Critiques

THE HOUR (Critique) Un monde en marche qui avance inéluctablement…

A l’ère d’Internet, du zapping et de la téléréalité, plusieurs séries opèrent de salvateurs flashbacks au travers de programmes qui sans nous seriner que c’était mieux avant, nous font redécouvrir l’histoire, grande ou petite, par le prisme de récits mettant en scène des professions qui furent pionnières en leur domaine: La publicité et l’aéronautique pour les américaines Mad Men et Pan Am notamment et la télévision et l’information pour la britannique The Hour. Nous sommes à Londres en 1956 et une nouvelle émission d’informations proposée par la BBC débute. Produite par une femme belle et ambitieuse, Bel Rowley (Romola Garai), présentée par un journaliste séducteur et expérimenté Hector Madden (Dominic West) et orchestrée dans l’ombre par une équipe de journalistes dont le jeune Freddie Lyon (Ben Whishaw) est la figure de proue!

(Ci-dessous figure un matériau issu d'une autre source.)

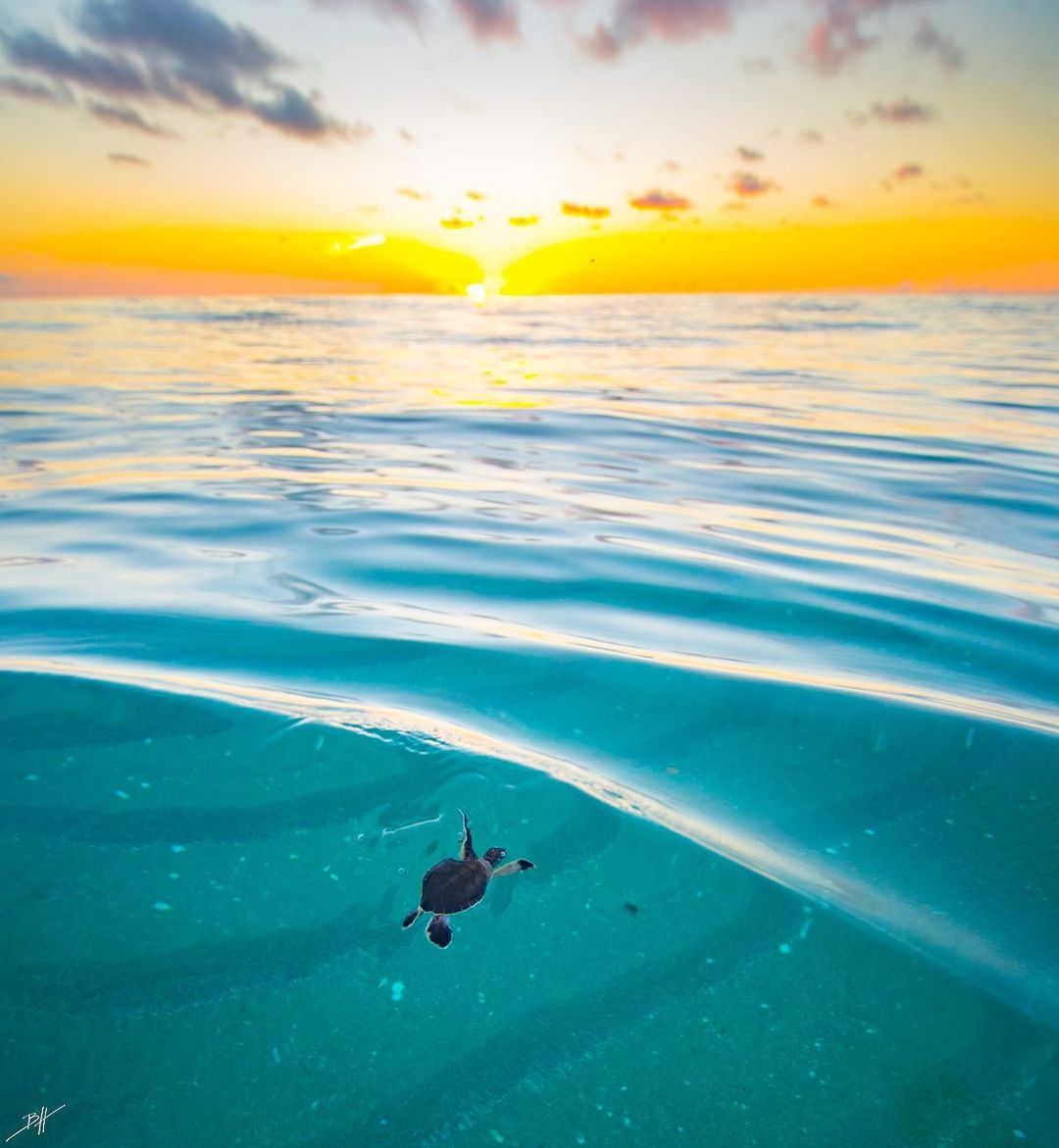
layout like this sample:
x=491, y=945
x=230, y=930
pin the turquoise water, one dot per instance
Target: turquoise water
x=735, y=616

A l’instar de la révolution médiatique qui débarqua en France au début des années cinquante par le truchement de la création du journal télévisé jusqu’en 1959 où une émission d’actualités, l’emblématique Cinq colonnes à la une, fut mise à l’antenne, l’Angleterre traversa elle aussi ce moment euphorique où avec le développement du média télé, les journalistes purent traiter l’information en la couvrant sur le terrain et non plus en se contentant uniquement d’en rendre compte. Au programme de The Hour, des reportages et des interviews sans concessions, avec en toile de fond la crise du Canal de Suez et la guerre froide avec la Russie. Cherchant à faire une émission qui ne soit pas asservie au pouvoir, Bel s’évertue à faire de son mieux. Mais avec un spécimen comme son meilleur ami Freddie Lyon, difficile de naviguer en eaux calmes.

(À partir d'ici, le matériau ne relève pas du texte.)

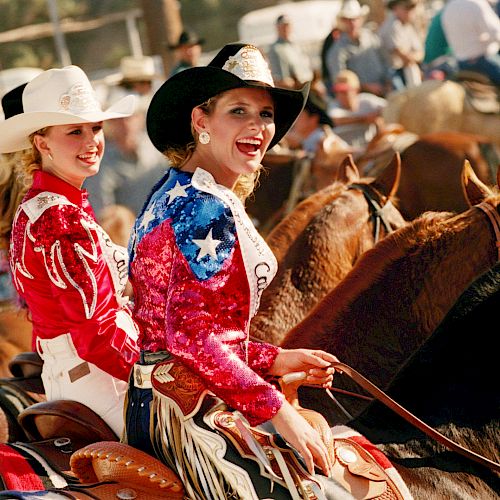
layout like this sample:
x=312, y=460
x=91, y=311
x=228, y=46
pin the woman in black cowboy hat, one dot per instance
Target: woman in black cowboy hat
x=198, y=268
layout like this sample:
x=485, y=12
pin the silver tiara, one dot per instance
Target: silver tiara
x=249, y=64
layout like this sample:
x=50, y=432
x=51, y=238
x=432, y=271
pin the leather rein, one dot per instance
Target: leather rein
x=377, y=211
x=494, y=218
x=405, y=414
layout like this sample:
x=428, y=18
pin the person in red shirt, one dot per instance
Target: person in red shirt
x=65, y=268
x=198, y=268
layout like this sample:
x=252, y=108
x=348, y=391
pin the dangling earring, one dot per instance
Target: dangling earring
x=204, y=137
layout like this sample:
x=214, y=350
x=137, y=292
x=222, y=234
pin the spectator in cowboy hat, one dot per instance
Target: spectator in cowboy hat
x=290, y=65
x=358, y=49
x=196, y=263
x=311, y=125
x=188, y=51
x=402, y=44
x=137, y=74
x=75, y=294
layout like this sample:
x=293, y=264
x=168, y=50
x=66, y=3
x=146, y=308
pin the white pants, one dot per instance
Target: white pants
x=91, y=386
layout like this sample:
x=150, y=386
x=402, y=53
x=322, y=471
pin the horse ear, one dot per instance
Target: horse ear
x=348, y=171
x=475, y=190
x=387, y=181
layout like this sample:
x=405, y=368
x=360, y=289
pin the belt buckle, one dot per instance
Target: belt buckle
x=138, y=376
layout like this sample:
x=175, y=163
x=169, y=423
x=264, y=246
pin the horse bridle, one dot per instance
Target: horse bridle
x=402, y=412
x=377, y=211
x=495, y=221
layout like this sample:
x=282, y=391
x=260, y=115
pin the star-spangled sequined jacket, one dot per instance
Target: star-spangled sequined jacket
x=198, y=267
x=71, y=275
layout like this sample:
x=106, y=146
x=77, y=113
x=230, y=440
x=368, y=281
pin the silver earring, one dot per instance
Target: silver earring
x=204, y=137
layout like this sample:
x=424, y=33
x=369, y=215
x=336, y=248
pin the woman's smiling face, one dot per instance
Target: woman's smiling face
x=75, y=151
x=241, y=127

En effet, celui-ci, emporté par la fougue de sa jeunesse, son ambition et une inébranlable confiance en lui, n’hésite pas à ruer dans les brancards et à malmener les puissants avec un verbe haut en couleurs et faisant fi des conséquences. Madden, lui est plus posé, mais conscient qu’il doit plus à son beau-père qu’à ses réelles aptitudes, il nourrit de plus hautes ambitions de réussir par lui-même. A ces journalistes qui ont à cœur de faire l’émission la plus intègre qui soit, à leur combat pour une information la plus objective possible, vient se greffer une affaire d’espionnage mêlant les services secrets britannique et soviétique, qui nous plonge en plein film noir…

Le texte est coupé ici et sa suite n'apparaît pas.